J’étais malade chaque minute, déshydratée et vulnérable comme jamais. J’ai demandé à ma première partie, King Melrose, chanteur de pomme incroyable, de rester stand-by. Je lui ai expliqué que si jamais je devais quitter la scène pour une urgence, il devait y monter et combler le temps.

C’est, dans mes 15 années de métier, le moment le plus vulnérable que j’ai vécu. Avoir la gastro, pendant que je suis sur scène, à des kilomètres de mon confort, de ma maison, de ma mère, de mes repères, devant un public qui m’attend depuis des mois, à la fin d’une tournée qui se veut festive. Être malade entre deux chansons improvisées de mon ami, avec un public qui est sur le bout de son siège en se demandant si je vais pouvoir finir le spectacle.

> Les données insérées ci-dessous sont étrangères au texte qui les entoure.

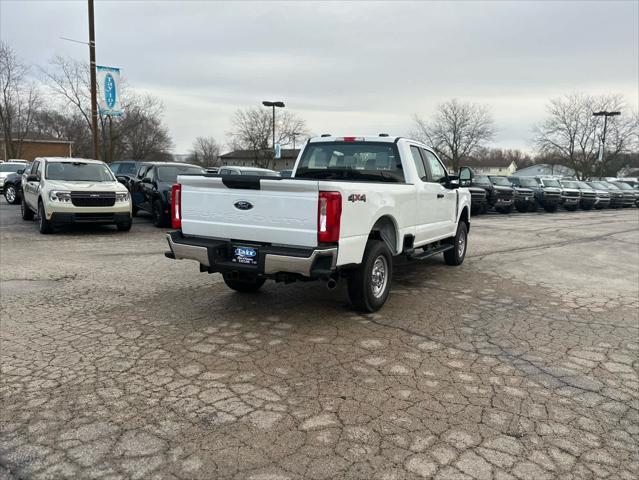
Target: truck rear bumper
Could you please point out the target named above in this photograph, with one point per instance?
(217, 256)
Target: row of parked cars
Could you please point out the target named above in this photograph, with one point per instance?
(527, 194)
(148, 188)
(74, 190)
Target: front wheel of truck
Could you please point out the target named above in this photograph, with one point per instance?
(369, 284)
(244, 285)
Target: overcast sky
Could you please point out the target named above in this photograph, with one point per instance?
(345, 67)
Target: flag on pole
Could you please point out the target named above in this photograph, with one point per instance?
(109, 91)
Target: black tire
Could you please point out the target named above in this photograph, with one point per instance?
(44, 225)
(244, 285)
(27, 213)
(455, 256)
(159, 218)
(124, 226)
(11, 195)
(369, 285)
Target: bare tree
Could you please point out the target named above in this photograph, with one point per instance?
(19, 103)
(138, 134)
(572, 135)
(205, 152)
(456, 130)
(253, 130)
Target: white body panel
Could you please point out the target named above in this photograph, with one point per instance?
(285, 211)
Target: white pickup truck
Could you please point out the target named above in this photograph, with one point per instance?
(352, 204)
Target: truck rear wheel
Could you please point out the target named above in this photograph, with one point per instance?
(244, 285)
(369, 284)
(455, 256)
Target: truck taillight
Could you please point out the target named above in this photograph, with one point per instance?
(329, 215)
(176, 205)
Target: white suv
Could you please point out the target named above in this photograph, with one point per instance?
(74, 190)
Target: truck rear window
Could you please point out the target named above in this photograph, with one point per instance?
(353, 161)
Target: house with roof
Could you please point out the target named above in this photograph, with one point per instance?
(261, 158)
(38, 146)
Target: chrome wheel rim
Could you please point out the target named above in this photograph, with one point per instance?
(461, 245)
(379, 276)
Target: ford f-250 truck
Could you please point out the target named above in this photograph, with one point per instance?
(352, 204)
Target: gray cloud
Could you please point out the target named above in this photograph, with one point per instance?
(347, 67)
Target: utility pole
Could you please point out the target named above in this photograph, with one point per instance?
(602, 146)
(273, 104)
(94, 86)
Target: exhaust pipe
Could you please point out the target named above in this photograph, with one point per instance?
(331, 283)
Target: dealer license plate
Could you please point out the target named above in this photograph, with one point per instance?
(245, 255)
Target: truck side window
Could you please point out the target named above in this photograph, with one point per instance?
(419, 163)
(437, 171)
(35, 170)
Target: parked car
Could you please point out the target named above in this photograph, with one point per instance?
(478, 200)
(355, 203)
(570, 194)
(524, 198)
(589, 197)
(499, 197)
(74, 190)
(12, 186)
(616, 195)
(263, 172)
(8, 168)
(526, 184)
(126, 170)
(151, 188)
(547, 191)
(630, 195)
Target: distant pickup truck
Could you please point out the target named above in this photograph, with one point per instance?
(352, 204)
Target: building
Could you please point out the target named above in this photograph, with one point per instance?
(39, 146)
(544, 169)
(247, 158)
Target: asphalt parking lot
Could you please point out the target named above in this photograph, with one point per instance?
(522, 363)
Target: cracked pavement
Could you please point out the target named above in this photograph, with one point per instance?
(520, 364)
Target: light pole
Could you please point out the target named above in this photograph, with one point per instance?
(94, 89)
(266, 103)
(602, 147)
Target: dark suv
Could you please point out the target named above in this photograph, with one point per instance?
(547, 190)
(524, 197)
(629, 193)
(570, 194)
(151, 188)
(499, 197)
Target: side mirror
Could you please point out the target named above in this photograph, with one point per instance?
(465, 176)
(452, 182)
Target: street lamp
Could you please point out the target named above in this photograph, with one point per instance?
(602, 147)
(273, 104)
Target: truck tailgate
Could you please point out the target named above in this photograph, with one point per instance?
(279, 212)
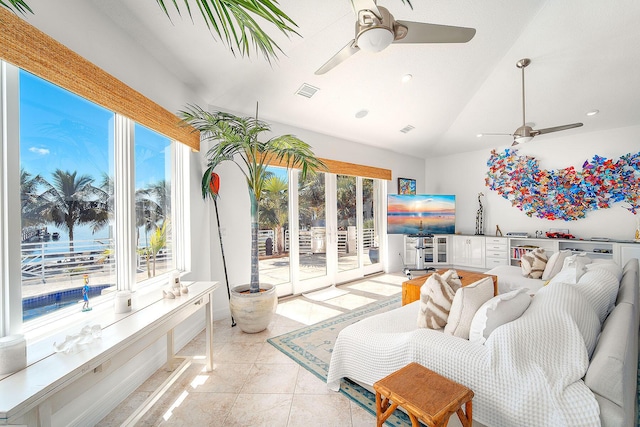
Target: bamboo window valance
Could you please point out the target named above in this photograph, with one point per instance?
(26, 47)
(352, 169)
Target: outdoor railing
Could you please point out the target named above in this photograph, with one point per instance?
(310, 240)
(45, 261)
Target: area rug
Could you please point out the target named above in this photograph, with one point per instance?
(311, 347)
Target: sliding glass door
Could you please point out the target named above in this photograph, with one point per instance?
(329, 236)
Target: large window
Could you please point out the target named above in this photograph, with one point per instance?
(74, 197)
(66, 197)
(153, 203)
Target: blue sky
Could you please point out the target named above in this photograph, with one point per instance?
(60, 130)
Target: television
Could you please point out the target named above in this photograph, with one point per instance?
(421, 214)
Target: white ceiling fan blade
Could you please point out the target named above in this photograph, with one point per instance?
(557, 128)
(344, 53)
(365, 5)
(493, 134)
(420, 32)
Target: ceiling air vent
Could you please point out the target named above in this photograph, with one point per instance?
(307, 90)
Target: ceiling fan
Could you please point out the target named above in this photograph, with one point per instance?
(376, 29)
(525, 133)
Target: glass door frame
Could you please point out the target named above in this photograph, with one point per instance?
(333, 276)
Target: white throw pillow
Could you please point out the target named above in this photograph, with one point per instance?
(573, 268)
(533, 263)
(608, 265)
(499, 310)
(600, 287)
(467, 301)
(436, 295)
(555, 263)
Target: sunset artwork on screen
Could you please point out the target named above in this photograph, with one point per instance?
(421, 214)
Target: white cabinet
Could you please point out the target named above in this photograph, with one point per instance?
(594, 249)
(496, 251)
(468, 251)
(435, 250)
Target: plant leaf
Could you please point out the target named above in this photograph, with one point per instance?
(16, 6)
(233, 22)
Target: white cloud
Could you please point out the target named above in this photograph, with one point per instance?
(41, 151)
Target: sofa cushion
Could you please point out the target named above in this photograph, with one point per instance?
(573, 268)
(554, 264)
(436, 295)
(533, 263)
(497, 311)
(629, 284)
(466, 302)
(614, 362)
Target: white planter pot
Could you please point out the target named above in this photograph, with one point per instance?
(253, 312)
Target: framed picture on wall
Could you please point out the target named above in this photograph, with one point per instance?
(406, 186)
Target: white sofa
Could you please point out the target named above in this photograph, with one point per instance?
(559, 363)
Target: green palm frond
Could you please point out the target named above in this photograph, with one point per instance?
(16, 6)
(234, 23)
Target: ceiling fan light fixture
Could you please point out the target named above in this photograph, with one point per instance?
(522, 139)
(362, 113)
(375, 39)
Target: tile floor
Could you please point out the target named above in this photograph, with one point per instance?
(252, 383)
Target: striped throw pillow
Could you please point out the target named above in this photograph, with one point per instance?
(436, 296)
(533, 263)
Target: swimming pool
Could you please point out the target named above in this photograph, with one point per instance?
(40, 305)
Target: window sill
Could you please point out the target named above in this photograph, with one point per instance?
(127, 335)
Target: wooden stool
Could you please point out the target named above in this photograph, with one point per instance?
(425, 395)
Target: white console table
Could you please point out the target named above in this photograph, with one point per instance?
(31, 388)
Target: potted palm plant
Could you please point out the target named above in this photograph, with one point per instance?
(237, 139)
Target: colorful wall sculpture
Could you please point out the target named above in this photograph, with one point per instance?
(566, 194)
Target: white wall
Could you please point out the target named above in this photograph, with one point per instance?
(464, 174)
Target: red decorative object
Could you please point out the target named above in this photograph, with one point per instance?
(558, 235)
(214, 184)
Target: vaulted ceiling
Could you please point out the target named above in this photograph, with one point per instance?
(584, 57)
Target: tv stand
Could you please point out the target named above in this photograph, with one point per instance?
(423, 251)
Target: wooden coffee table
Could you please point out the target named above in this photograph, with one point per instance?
(411, 288)
(425, 395)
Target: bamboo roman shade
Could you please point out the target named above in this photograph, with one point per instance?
(26, 47)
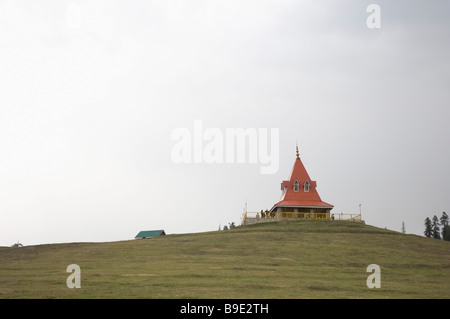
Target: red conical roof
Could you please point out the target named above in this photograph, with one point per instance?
(296, 192)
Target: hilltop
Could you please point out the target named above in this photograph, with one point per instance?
(301, 259)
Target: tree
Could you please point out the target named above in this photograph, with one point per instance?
(435, 230)
(446, 233)
(444, 223)
(428, 230)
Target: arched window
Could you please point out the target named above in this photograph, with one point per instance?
(296, 186)
(307, 186)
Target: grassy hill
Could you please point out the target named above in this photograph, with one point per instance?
(305, 259)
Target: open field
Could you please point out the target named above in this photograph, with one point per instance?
(304, 259)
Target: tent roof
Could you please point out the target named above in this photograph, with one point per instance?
(150, 233)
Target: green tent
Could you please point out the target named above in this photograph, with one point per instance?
(150, 233)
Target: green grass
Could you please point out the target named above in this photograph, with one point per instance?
(305, 259)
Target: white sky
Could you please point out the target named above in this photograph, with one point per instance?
(90, 92)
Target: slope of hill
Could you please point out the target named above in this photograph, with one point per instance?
(305, 259)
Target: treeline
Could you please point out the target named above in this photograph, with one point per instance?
(437, 228)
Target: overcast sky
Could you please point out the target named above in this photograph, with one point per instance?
(91, 92)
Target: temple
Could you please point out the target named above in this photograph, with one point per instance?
(299, 198)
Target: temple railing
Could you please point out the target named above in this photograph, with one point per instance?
(268, 216)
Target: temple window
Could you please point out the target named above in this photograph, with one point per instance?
(296, 186)
(307, 186)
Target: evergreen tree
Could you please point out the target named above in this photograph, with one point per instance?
(428, 229)
(435, 230)
(446, 233)
(444, 223)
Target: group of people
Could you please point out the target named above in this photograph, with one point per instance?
(265, 214)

Et pourtant, je dois l’avouer, ç’a été le meilleur spectacle de toute ma carrière. Être déstabilisée, vulnérable, en contrôle de tout sans l’être vraiment, devant 800 personnes. Quel moment d’émotions pures ! Tout ça n’était évidemment pas prévu. Et tout ça m’a confirmé que parfois, il faut faire attention à ce qu’on souhaite.

Merci à tous ceux qui se sont déplacés.

On se revoit dans un an.

Qui est Mariana Mazza ?

Née à Montréal-Nord en 1990, Mariana Mazza est humoriste, actrice et auteure. En humour, elle a notamment remporté l’Olivier de l’année en 2017 et 2022. Régulièrement invitée à la télévision (La tour, Bonsoir bonsoir, LOL : qui rira le dernier ?) en plus de jouer de façon régulière dans des séries (L’aréna), on l’a aussi vue au grand écran notamment dans Ligne de fuite. Elle a publié en 2022 le roman Montréal-Nord, qui s’inspire de l’enfance de celle qui est née d’une mère libanaise et d’un père uruguayen. Elle vient de terminer sa tournée de son deuxième spectacle solo, Impolie – Pardonne-moi si je t’aime.